Hendra tidak menjawab, dia melanjutkan memakan makanannya yang ada diatas meja dan mengabaikan semua perkataan Rini.
Rini tidak terima dia mengambil sesuatu dari dalam tasnya. Tetapi dua orang security menghalangi Rini, mereka memegang lengan Rini, menahannya, Rini mencoba melawan, mengeluarkan barang yang ada di dalam tasnya, mencoba memperlihatkanya kepada Hendra, namun, dia tidak bisa.
"Lepaskan!!" Rini melawan.
Dua security tersebut kemudian menyeret dan memaksa Rini, membawanya pergi dari hadapan Hendra.
"Lepaskan!!" Rini berteriak.
Sampai akhirnya suara teriakannya memudar, menghilang dari pendengaran Hendra.

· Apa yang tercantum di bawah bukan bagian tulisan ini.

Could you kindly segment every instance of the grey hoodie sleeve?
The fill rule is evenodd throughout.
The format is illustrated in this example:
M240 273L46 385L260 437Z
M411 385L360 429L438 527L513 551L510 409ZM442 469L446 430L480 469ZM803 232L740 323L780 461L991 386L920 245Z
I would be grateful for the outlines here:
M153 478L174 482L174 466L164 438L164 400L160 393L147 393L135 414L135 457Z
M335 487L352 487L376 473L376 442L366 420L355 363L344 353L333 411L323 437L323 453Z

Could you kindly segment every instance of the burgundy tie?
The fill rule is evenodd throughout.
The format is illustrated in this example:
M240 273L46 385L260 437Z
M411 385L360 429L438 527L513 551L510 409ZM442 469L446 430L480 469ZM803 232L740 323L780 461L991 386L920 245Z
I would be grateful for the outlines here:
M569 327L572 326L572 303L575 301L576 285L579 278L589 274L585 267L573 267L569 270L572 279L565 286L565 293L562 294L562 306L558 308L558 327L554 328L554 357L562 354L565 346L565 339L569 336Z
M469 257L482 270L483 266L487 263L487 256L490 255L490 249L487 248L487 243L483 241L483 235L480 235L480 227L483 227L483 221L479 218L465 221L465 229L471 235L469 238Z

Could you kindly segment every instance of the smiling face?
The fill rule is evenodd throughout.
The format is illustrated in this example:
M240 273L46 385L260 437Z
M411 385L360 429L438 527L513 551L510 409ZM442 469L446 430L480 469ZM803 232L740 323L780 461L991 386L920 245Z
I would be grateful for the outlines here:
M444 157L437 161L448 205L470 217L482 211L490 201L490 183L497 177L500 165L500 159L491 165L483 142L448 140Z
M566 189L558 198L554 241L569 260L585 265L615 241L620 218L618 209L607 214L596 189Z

Seorang perempuan kamudian datang menghampiri Hendra, dia adalah agen dari Hendra, semua jadwal pertemuan, kesepakatan bisanis, apapun yang Hendra butuhkan, di atur oleh perempuan itu, namanya Raya.
"Urusan dengan Rini sudah selesai, selanjutnya apa Raya?" Tanya Hendra.
"Hari ini sudah cukup pak." Jawab Raya.
Rambut yang pendek, kacamata minus yang sesekali dia benarkan di wajahnya, Raya berdiri di belakang Hendra sambil memegang sebuah tablet.
"Besok kita ada janji nonton bioskop dengan Intan, artis cantik pendatang baru dalam sintetron, dia juga seorang selebgram dan artis tik tok." Lanjutnya.
"Oh iya, ini bagus untuk karir saya." Kata Hendra sambil meminum air putih.
"Iya, saya sudah atur semuanya, seromantis mungkin, satu studio sudah saya boking,vsupaya anda bisa berdua menonton bersama Intan, ini juga bagus untuk memperkenalkan hubungan anda dengan orang-orang." Raya melihat tablet.
"Iya, oke kalau begitu saya mau istarahat pulang, besok konfirmasi ke saya ya." Ujar Hendra.
"Iya pak, sopir sudah menunggu anda di depan restoran." Balas Raya.
"Oke." Hendra berdiri dari kursinya.
Hendra kemudian berjalan keluar dari restoran tersebut, di temani dengan Raya, asistennya dari belakang. Dia menaiki sebuah mobil mewah, lalu beristirahat di rumahnya sendiri.
Hendra merupakan seorang artis baru, berkat kerja kerasnya mengikuti beberapa audisi dalam sinetron, orang-orang pun akhirnya mulai mengeal dia, Hendra Asraf. Dia juga merupakan seorang aktor serba bisa, Hendra sempat beberapa kali akting dalam film box office, sehingga tidak ada seorang pun yang tidak mengenalnya. Meskipun sekarang dia sukses, tetapi sifatnya semakin sombong, membuat beberapa orang terdekatnya membencinya, karena perilakunya yang terkadang semena-mena, termasuk dengan Rini, yang dari dulu telah menemaninya, sejak dia belum menjadi apa-apa.